Valeina screamed, tears streaming down her face as the head maiden threw her across the room. She slammed into one of the frozen hands, and turned back to see the man in the picture and all the other little girls who she thought had left their home. Each figure was covered in a dark frost blacker than burnt soot. The head maiden continued approaching her. She raised her arms up to protect herself, but before the maiden reached her, she felt a cold breath on her neck.

Ice began consuming her flesh inching over her body bit by bit. She could no longer move. All she could feel now was the cold slowly taking over. Valeina looked out to the window and felt herself become weightless. The frost had swallowed her whole.

The head maiden gave her a grim smile and knelt down in front of the statue. “Bless us with the Ice’s Grace,” she prayed.

“I think something’s wrong,” said one of the sisters.

Nora looked up to see Valeina’s frost-rot body not black but white, bright as a light from a distant star.
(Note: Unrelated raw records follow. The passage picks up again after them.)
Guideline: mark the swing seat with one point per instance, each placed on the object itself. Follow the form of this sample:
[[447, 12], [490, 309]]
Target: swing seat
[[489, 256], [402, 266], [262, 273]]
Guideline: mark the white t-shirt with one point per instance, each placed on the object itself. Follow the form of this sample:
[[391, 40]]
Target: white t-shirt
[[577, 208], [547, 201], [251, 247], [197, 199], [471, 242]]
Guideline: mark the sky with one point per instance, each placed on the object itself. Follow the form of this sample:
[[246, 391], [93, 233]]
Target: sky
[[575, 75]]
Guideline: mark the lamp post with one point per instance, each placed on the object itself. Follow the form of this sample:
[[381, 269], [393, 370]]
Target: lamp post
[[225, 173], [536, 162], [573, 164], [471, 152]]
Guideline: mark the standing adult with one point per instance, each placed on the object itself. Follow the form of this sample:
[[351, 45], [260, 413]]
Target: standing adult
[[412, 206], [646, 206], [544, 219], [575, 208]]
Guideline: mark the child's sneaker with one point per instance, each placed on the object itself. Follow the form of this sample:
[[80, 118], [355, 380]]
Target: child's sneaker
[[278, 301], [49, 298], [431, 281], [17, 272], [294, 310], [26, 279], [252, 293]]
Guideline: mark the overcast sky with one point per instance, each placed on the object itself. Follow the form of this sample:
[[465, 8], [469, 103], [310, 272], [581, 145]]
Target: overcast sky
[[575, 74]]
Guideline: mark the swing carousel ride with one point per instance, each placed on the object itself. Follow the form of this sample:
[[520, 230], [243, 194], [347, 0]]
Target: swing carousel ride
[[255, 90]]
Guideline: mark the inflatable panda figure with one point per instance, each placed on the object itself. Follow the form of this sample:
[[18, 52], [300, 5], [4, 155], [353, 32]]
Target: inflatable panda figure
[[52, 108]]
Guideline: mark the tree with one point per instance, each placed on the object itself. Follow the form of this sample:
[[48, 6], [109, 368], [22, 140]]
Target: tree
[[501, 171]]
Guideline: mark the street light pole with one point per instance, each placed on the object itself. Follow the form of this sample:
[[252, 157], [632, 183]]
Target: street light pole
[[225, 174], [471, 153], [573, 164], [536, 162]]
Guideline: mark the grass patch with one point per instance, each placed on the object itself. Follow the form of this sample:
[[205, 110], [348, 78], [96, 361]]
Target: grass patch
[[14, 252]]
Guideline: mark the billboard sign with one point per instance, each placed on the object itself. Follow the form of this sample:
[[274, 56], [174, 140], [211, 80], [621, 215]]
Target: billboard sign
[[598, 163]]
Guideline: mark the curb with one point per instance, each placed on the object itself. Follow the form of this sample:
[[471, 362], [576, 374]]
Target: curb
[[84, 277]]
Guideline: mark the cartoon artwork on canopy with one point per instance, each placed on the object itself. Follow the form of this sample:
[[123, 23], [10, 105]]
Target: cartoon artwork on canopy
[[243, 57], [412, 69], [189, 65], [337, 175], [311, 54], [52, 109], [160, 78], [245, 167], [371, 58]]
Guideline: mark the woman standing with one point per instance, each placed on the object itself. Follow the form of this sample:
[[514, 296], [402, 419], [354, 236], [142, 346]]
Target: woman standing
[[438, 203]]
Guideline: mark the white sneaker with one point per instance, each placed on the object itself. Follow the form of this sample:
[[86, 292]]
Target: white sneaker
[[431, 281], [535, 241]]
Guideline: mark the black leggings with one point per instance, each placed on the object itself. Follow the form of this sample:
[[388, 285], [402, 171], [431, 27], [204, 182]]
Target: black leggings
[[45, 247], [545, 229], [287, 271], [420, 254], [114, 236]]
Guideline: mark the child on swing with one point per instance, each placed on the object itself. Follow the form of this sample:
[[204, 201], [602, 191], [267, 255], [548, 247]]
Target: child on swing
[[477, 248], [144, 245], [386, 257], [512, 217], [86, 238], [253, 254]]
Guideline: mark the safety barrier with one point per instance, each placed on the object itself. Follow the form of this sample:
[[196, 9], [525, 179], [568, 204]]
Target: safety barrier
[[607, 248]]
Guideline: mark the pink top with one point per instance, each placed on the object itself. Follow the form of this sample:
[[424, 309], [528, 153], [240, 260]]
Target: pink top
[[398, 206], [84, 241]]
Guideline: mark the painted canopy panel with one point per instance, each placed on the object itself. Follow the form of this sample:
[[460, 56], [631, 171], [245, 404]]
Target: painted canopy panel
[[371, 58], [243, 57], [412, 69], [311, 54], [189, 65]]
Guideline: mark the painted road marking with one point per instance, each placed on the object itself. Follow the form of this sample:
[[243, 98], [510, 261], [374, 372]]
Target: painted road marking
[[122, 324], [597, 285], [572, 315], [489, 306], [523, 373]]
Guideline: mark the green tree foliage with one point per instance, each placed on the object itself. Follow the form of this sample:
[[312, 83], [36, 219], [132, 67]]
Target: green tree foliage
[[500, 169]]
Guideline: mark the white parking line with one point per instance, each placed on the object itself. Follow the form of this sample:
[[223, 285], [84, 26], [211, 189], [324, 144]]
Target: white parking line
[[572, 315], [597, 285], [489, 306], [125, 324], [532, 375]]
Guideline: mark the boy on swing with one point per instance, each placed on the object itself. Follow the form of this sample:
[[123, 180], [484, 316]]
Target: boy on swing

“What is going on!” She demanded.

Valeina hovered above them. She wiped the tears from her eyes and flew back into the girl’s room to see Lily lying on the bed. The unicorn eraser was back on the nightstand again and she pushed it over.

Lily jumped out of bed, “Leina are you there?”

Valeina flipped over the eraser again.

“You are! What’s going on?” She whispered.

Valeina dug her fingers into the wooden surface of the nightstand. It made a screeching sound as she wrote, RUN.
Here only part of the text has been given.